3

Hollaaaa... selamat siang. Akhirnya LDR bisa tayang lagi. Kasih tepuk tangan dunk....

Ketik lsg publish ya, kalau nemu kalimat aneh feel free buat komen.

Sebelum baca tap bintangnya dulu ya, n jangan lupa ramein....

Happy reading.

###

Jelita akhirnya mampu memejamkan mata saat hari menjelang subuh. Dan satu jam setelahnya ia sudah terbangun karena merasa tidurnya tidak begitu nyaman. Efek memikirkan sang suami membuatnya tak tenang. Entah kenapa perasaan itu tiba-tiba muncul. Sebelumnya ia tak pernah sekalipun berpikiran jika Andre mempunyai niat buruk terhadap dirinya.

Bahkan saat Latisha, tetangga depan rumah Jelita yang begitu akrab dengannya sering kali mengingatkan untuk lebih berhati-hati, Jelita mengabaikan. Ia tahu sebesar apa Andre memujanya. Andre adalah sosok yang mampu mengalihkan keterpurukannya akibat pengkhianatan yang telah dilakukan oleh kekasih Jelita di masa kuliah. Andre mengejarnya bahkan saat Jelita menolak untuk dekat dengannya. Pria itu dengan gigih terus menerus mendekati Jelita dan menunjukkan keseriusannya. Hingga akhirnya Jelita pun luluh. Ia tak mampu menolak semua perhatian Andre lagi.

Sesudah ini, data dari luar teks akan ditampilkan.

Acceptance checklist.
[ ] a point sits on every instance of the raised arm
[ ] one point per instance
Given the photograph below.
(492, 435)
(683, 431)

Apalagi, Andre bisa dibilang berwajah di atas rata-rata. Tak ada wanita yang mengatakan jika pria itu tak menarik. Pasti semuanya akan mengatakan jika pria itu begitu luar biasa mempesona. Ditambah lagi tubuh menjulang pria itu yang bisa dikatakan nyaris sempurna. Jika semua kelebihan fisik itu ditambah dengan perhatian dan kasih sayang yang begitu melimpah kepadanya, lalu apa lagi yang Jelita cari? Bukankah ia sudah mendapatkan semuanya?

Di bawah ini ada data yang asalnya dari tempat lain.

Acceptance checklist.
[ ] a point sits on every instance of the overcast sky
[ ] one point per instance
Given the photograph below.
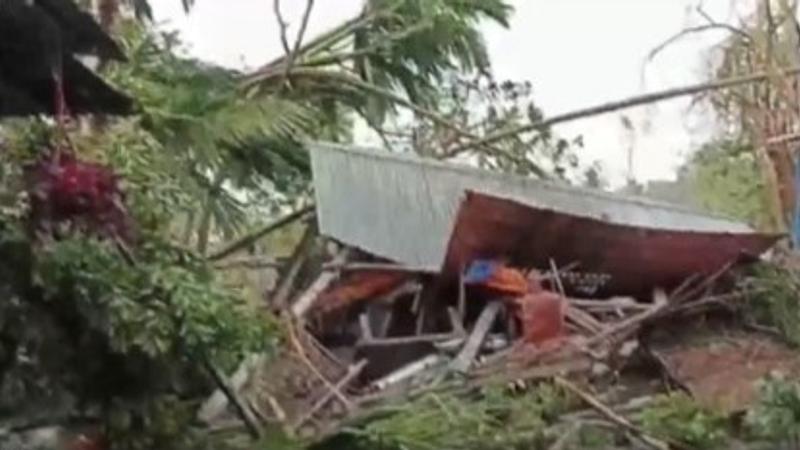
(575, 52)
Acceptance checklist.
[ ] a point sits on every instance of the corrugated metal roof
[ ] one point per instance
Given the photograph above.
(635, 258)
(403, 207)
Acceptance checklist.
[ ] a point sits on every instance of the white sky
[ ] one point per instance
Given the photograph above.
(575, 52)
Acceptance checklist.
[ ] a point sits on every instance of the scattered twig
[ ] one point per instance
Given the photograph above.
(286, 281)
(467, 355)
(367, 266)
(283, 27)
(611, 415)
(566, 436)
(254, 262)
(244, 413)
(621, 104)
(405, 340)
(255, 236)
(307, 299)
(352, 372)
(291, 57)
(304, 358)
(692, 30)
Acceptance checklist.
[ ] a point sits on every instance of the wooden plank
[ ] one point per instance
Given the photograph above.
(307, 299)
(466, 357)
(404, 340)
(352, 372)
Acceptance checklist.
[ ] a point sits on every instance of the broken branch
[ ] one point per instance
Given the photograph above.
(629, 102)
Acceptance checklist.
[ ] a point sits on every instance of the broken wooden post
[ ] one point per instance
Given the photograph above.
(465, 358)
(307, 299)
(352, 372)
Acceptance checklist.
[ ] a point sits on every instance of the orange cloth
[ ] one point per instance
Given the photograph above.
(508, 281)
(541, 316)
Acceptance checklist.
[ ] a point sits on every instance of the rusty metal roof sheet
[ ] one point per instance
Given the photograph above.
(637, 258)
(402, 207)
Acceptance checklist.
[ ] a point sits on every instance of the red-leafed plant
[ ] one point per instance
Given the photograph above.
(85, 196)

Jelita meraih ponsel mencoba melihat apakah ada notifikasi pesan dari suaminya. Nihil. Tak ada apapun di sana. Justru Erina yang sudah mengirimkan pesan untuk berangkat bersama. Gadis itu kebetulan berangkat ke kampus tidak sepagi biasanya. Jelita mengetik pesan balasan untuk Erina lalu tanpa pikir panjang dihubunginya sang suami. Tiga kali panggilan ia lakukan. Namun, hanya kekecewaan yang Jelita dapatkan. Kenapa suaminya itu begitu sulit dihubungi? Ada keinginan menghubungi Latisha dan menanyakan kondisi suaminya kepada tetangganya itu. Namun, masih sepagi ini. Ia khawatir wanita itu masih sibuk menyiapkan sarapan untuk sang suami dan balita mereka.

Akhirnya Jelita hanya mampu pasrah. Ia menyiapkan diri untuk berangkat bekerja. Saat dirinya memberikan sentuhan akhir pada mekapnya, ketukan di pintu paviliun terdengar. Pasti Erina. Rupanya gadis itu sudah siap berangkat.

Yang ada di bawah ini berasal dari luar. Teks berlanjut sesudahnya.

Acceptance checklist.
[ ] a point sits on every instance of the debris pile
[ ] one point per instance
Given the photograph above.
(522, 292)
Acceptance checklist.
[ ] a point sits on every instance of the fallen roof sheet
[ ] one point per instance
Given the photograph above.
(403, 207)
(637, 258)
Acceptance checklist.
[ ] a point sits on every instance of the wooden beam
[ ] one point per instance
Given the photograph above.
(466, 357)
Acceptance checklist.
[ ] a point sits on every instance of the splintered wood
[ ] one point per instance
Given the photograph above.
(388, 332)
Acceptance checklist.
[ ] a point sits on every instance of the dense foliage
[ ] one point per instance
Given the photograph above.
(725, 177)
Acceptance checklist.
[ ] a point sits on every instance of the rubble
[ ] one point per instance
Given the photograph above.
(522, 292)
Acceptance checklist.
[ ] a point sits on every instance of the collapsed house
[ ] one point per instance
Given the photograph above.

Jelita memasang jam cantik di pergelangan tangan. Hadiah di saat ulang tahunnya tahun lalu dari Andre. Masih ada waktu satu jam lima belas menit lagi sebelum jam kerjanya dimulai. Rupanya Erina terlalu terburu-buru menjemputnya. Mungkin ia bisa mengajak gadis itu untuk sarapan terlebih dahulu sebelum berangkat.

Namun, rencana Jelita gagal saat ia membuka pintu. Wajah Erina muncul di balik pintu dengan senyuman lebarnya. Di tangannya sudah ada nampan berisi dua buah mangkuk yang menguarkan aroma menggoda.

"Kita sarapan dulu, ya, Mbak. Masih ada waktu, kok." Gadis itu berucap lalu menerobos masuk bahkan sebelum dipersilakan.

"Kita makan di sini apa di dapur aja? Eh, sepertinya enakan di dapur, Mbak." Gadis itu mengedarkan pandangan pada ruang tamu yang tidak begitu luas itu. Saat Jelita mengiyakan, gadis itu pun berderap menuju dapur dan meletakkan nampan di satu-satunya meja di ruangan itu.

"Mbak nggak pilih-pilih makanan, kan? Ini tadi budhe Suli yang masak. Sudah pernah makan ini belum?" tunjuk Erina pada mangkuk berisi makanan berkuah kehitaman.

Jelita menggeleng. "Kayaknya belum pernah deh. Tapi aku tahu itu makanan apa. Rawon, kan?"

Erina mengacungkan jempol. "Yups, makanan orang Jawa Timur, Mbak. Yuk, cobain. Pasti nagih." Setelah mengucapkan kalimat itu, Erina mulai menyuapkan isi mangkuk di hadapannya. Tiga puluh menit kemudian mereka sudah menyelesaikan sarapan yang diiringi obrolan ringan. Setidaknya Jelita bisa mengalihkan kekhawatirannya kepada sang suami meskipun hanya sementara.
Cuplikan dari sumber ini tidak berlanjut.